As a communications professional, I spend a lot of time thinking and talking about social media, to say nothing about the time I spend actually running digital campaigns for clients. It’s safe to say I know a lot about how to be successful in the digital space. A year ago, I would have told you I had it down pat. Then, I had a kid. And suddenly, I was thrust into a whole new digital social space. I’ll spare you the horror stories of the sorts of things that get posted on mommy forums and in private new mom groups, but suffice it to say: I learned A LOT. Here are three things that are actually applicable to you:
1) Be Authentic.
Before I had my daughter, I swore up and down that I wouldn’t be one of those women who turned their feeds into a constant stream of baby photos and parenting articles. I had an established, diverse, thoughtful digital presence that I worked hard to build. “Women who fill their platforms with baby-related ‘stuff’ are so one-dimensional,” I scoffed. One year later, I can tell you this: all I post are baby photos and parenting articles. And I’m ok with it because I realized that your digital persona, whether you are an individual or a company, should reflect who you actually are. As any first-time parent can tell you, that kid shows up and takes over your whole life.

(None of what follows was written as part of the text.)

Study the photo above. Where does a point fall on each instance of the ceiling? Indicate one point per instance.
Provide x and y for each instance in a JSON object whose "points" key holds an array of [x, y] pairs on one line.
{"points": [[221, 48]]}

Right now, at this point in her tiny, fragile life, being a parent is the dominant thing I “am.” My digital brand reflects that. It’s not one-dimensional– it’s honest. People can spot disingenuous brands a mile away. Be authentic; tell your story, whatever that is.

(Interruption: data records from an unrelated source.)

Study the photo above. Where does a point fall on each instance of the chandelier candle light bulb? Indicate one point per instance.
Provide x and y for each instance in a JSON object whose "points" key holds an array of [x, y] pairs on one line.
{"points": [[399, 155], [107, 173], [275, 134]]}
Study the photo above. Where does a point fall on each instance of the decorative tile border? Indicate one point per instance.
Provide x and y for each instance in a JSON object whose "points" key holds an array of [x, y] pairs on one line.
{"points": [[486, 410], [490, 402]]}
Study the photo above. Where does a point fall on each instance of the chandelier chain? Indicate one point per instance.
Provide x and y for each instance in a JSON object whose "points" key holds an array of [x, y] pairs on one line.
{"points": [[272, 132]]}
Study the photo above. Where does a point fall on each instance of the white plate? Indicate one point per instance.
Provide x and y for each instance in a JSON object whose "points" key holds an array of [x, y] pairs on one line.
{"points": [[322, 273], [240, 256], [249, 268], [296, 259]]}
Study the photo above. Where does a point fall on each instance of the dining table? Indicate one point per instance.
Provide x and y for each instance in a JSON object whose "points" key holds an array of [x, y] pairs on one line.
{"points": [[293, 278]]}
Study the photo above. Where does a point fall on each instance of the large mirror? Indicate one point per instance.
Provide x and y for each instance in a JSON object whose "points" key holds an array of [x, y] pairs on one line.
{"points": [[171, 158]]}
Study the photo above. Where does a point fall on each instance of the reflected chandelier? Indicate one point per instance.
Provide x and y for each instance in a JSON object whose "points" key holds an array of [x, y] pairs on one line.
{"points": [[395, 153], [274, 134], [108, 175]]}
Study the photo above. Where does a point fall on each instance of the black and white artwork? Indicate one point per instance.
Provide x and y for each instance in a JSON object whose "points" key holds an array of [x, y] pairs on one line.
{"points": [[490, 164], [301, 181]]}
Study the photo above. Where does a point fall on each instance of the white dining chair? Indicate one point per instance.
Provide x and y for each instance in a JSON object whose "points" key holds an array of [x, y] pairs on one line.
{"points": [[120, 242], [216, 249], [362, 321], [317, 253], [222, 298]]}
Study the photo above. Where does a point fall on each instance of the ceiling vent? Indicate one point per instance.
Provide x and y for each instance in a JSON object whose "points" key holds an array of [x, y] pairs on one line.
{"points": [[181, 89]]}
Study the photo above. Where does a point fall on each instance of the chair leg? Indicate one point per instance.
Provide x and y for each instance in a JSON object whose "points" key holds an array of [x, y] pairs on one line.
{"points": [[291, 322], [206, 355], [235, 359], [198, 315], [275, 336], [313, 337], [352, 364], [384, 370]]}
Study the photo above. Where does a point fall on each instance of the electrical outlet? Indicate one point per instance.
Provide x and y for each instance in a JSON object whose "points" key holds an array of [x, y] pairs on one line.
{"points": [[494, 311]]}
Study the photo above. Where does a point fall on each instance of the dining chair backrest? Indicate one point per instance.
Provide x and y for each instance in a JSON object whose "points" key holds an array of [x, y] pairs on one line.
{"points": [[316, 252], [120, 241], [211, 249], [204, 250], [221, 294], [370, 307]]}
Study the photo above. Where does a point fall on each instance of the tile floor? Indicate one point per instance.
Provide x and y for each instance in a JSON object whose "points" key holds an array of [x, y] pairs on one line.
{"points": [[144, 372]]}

2) Actually Target Your Target Audience.
Literally the day after I had my daughter (or maybe it was 2.5 seconds after I posted about her for the first time), someone somewhere flipped the “mom” button on my profiles. Suddenly I was inundated–and I mean inundated— with ads, articles, and solicitations about babies and their products, causes and groups. I had joined the ranks of arguably the most coveted target audience for every online marketer everywhere: moms. But here’s the thing—“moms” is a really broad general category. About the only thing we all have in common is that we have a tiny human appendage. I am a 35-year-old Caucasian, urban, liberal, working mother who trolls for homemade baby food recipes and orders automatic grocery refills online. The things I care about, respond to, and want to see in my news feeds are not the same thing that other moms in different demographics want to see. Yes, we all love our children, no that does not mean we all want to buy-your-product-sign-your-petition-donate-to-your-cause. Don’t be lazy PR professionals. Take the time to segment your audience and target your communications appropriately. Otherwise, not only will you not convert me, you’ll piss me off and turn me against your brand.
3) Quality Outranks Quantity.
Before I had a baby, I was a real stickler for daily posts on my various platforms. And then I entered the haze of maternity leave where my “free” time, such that it was, was hijacked by desperately seeking sleep, not posting. My consistent social presence was blown out of the water. Now, I’m much more focused on sharing things that will resonate with my audience than I am with posting every, single day. And guess what? My engagement rates shot through the roof. It might be the cute baby pictures, but I think it has more to do with giving my audiences material that actually resonates with them, rather than making sure my brand is in their feeds every day. Sometimes we get so focused on brand presence (being in the right place) that we forget the real goal is brand engagement. Digital campaigns are about interacting with your audience. The best way to do that is to give them useful content they want to do something with. Throwing up 25 tweets a day and crossing “social media” off your to do list does not make a successful social media campaign.